Dijital oyun bağımlılığının günümüz teknolojisiyle birlikte literatüre girdiğini belirten Psikolog Küçük, şöyle konuştu:
“Dijital oyunların aşırı ve denetimsiz oynanması ciddi sorunlara yol açabilir. Oyun bağımlılığı, çocukların yaşamında her şeyin önüne geçtiği belirgin belirtiler gösterir. Oyun, aile, eğitim ve arkadaşlık gibi temel ihtiyaçların önüne geçer. Bu durum, çocuğun özdenetimini kaybetmesine ve birçok alanda işlev kaybına neden olur. Sonuç olarak, çocuklar biyolojik, psikolojik ve sosyal açıdan sağlıklı bir şekilde işlev göremez hale gelir”
Bağımlılığın erken aşamada önlenmesinin tedaviden daha kolay olduğunu vurgulayan Küçük, şunları kaydetti:
“Dijital oyun bağımlılığını önlemek, tedavi etmekten çok daha etkilidir. Bu nedenle, dijital oyunlardan etkilenme riski taşıyan çocuklara temel eğitim verilmelidir. Ayrıca, risk altındaki çocukların aileleri bilgilendirilmeli ve rehberlik edilmelidir. Oyun bağımlılığına karşı bilinçlenmek ve farkındalığı artırmak, toplumsal yaşamda refahı artıracaktır.”

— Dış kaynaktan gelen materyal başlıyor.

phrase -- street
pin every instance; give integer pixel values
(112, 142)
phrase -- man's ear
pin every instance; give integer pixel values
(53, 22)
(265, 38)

Çocukların teknolojiyle dengeli bir şekilde yaşamasını sağlamak için çeşitli terapi yöntemlerinin kullanılabileceğini belirten Küçük, sözlerini şöyle sürdürdü:
“Teknolojiyi tamamen ortadan kaldırmak mümkün olmasa da, aşırı ve kontrolsüz kullanım çeşitli sorunlara yol açabilir. Bilinçli teknoloji kullanımını öğretmeliyiz ve teknoloji dışı eğlenceli ortamlar oluşturmalıyız. Bilişsel davranışçı terapi ve aile terapisi, dijital oyun bağımlılığını tedavi etmekte sıkça kullanılan yöntemlerdir. Bu yaklaşımların amacı, dijital oyun aktivitelerini kontrol altına almak ve sosyal etkinliklerin artırılmasıdır. Ayrıca, çocukların özgüven ve benlik sevgilerini güçlendirmek önemlidir.”